I’m still catching up on all my blog posts and realised I had made this cake over three weeks ago for the Clandestine Cake Club VCake Event which was called “Regional Cakes”. As I am originally from Nottinghamshire I wanted to find something that reflected my home county’s heritage. This was easier said than done. When I searched on the internet for some Nottinghamshire baking recipes I was very unlucky. I only found one recipe, which was for Nottingham Goose Fair Gingerbread (which are rather like brandy snaps and certainly would not be allowed at the whole cake only Clandestine Cake Club!

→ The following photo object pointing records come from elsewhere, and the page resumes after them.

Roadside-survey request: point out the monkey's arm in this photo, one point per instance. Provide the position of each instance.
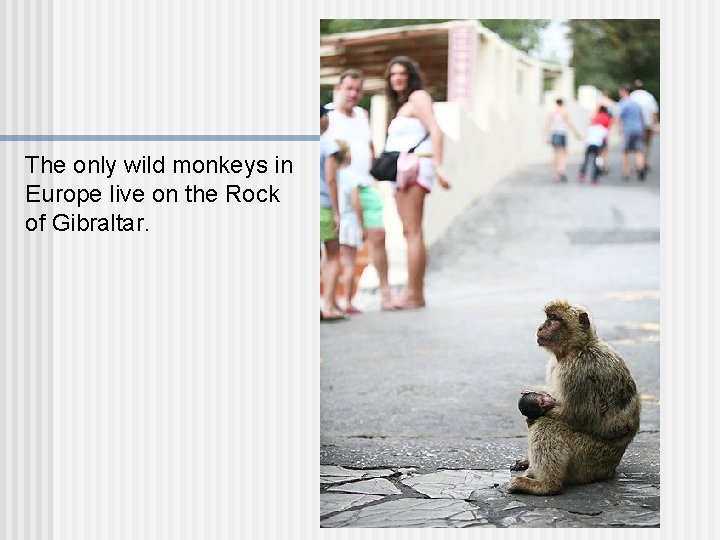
(614, 434)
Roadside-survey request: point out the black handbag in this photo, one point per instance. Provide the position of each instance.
(385, 167)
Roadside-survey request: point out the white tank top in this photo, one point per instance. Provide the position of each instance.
(405, 132)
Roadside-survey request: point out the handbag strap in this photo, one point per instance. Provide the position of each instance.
(418, 144)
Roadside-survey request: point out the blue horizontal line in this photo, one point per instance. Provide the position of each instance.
(159, 138)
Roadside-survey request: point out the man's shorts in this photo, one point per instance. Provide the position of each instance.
(372, 207)
(327, 224)
(558, 140)
(633, 142)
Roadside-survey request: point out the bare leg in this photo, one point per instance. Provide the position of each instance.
(410, 203)
(562, 162)
(639, 161)
(348, 255)
(556, 163)
(647, 138)
(331, 270)
(626, 165)
(378, 253)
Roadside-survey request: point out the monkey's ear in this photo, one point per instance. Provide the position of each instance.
(584, 320)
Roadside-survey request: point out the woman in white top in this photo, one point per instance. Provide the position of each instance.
(556, 126)
(412, 118)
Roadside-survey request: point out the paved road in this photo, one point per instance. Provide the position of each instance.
(431, 392)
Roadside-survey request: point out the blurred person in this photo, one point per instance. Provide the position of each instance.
(631, 121)
(556, 130)
(650, 114)
(603, 118)
(329, 223)
(595, 139)
(349, 122)
(411, 119)
(352, 231)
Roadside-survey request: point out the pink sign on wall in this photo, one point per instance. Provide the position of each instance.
(462, 41)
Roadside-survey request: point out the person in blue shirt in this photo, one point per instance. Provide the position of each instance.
(633, 127)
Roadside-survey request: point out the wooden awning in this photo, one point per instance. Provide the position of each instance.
(370, 51)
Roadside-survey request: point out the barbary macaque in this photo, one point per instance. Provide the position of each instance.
(596, 410)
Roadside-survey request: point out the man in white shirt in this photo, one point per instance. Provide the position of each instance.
(650, 111)
(349, 122)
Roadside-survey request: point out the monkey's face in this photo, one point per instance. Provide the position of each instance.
(550, 331)
(566, 328)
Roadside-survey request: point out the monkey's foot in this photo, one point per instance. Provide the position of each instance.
(523, 484)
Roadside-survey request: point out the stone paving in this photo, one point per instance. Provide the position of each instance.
(402, 497)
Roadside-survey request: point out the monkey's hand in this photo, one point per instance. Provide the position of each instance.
(614, 434)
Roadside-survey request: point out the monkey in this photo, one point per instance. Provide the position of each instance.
(583, 436)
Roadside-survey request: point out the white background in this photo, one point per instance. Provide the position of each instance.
(164, 384)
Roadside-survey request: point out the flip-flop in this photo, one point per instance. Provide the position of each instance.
(332, 318)
(407, 307)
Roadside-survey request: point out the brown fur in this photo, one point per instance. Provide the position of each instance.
(597, 412)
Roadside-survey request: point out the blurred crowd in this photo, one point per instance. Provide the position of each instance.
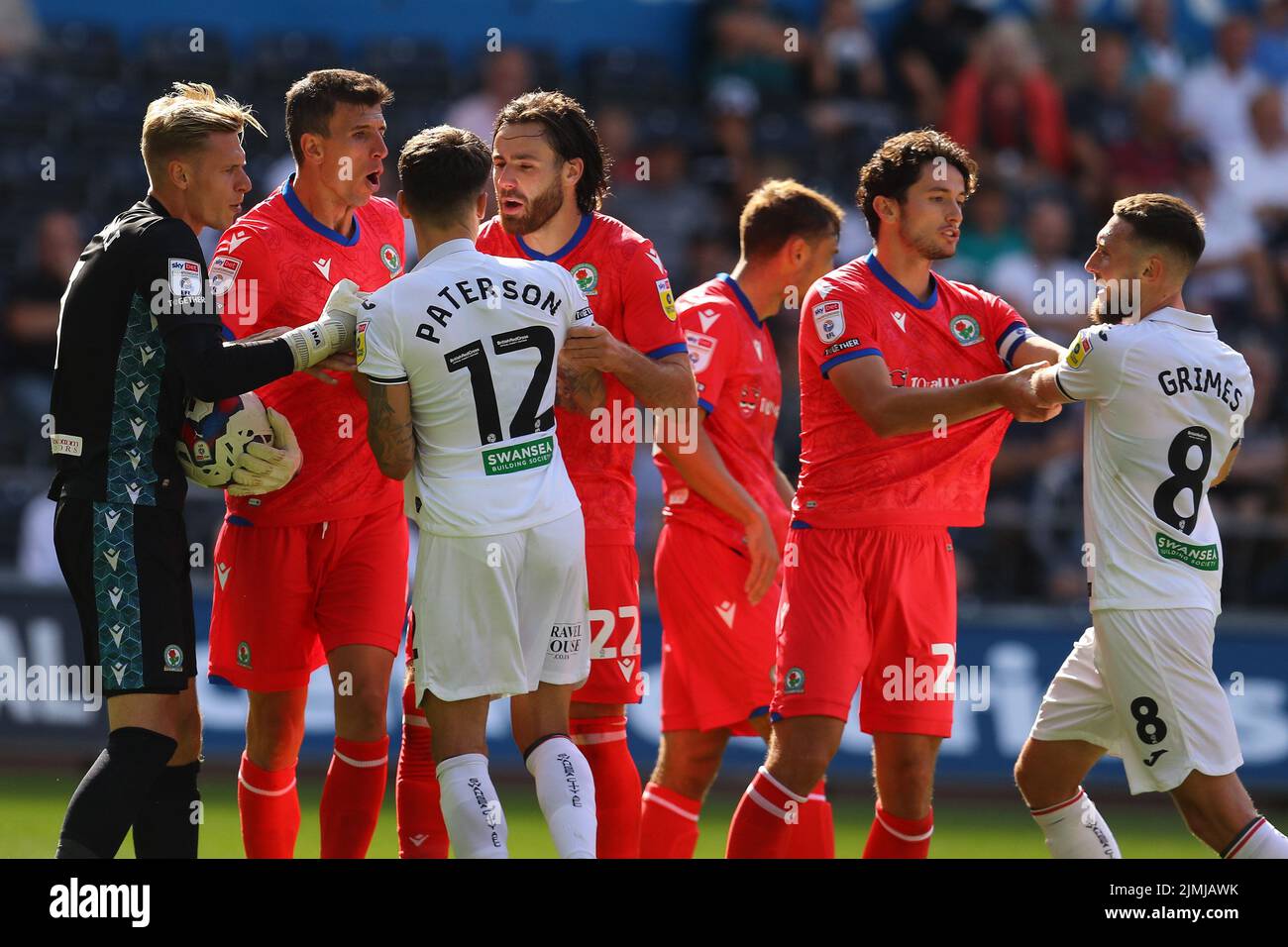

After a good hour searching an idea came to me. I knew that the Bramley Apple tree originated from Southwell in Nottinghamshire (pronounced Suthall, not South-well). Southwell is slap bang in the middle of the county and is a pretty town with a Minster and a racecourse. It wasn’t far from where I grew up and I remember as an 8 year old going on a school trip to the Minster as part of a History topic on The Normans. I don’t remember much about the trip all except I bought a pen with my spending money in the Minster and I left it on the coach. I didn’t get any sympathy from Mr Clarke, our teacher!
Anyway, I thought well I could adapt a recipe I already had using Bramley Apples from Nottinghamshire. It had been my wedding anniversary a couple of days previously and my mum (who lives in Nottingham) was up staying with us for the weekend. I thought we could have some Apple Cake for our pudding at lunchtime served with some ice cream. There was a gorgeous sounding recipe that I could use from The Clandestine Cake Club Cookbook called Dorset Apple Cake. The original recipe was by Karen Burns Booth. Karen said in the recipe introduction that the cake could be baked in a springform round tin or in a rectangular traybake tin. I chose to bake my version in my Alan Silverwood traybake tin as I just couldn’t find the base of my springform one!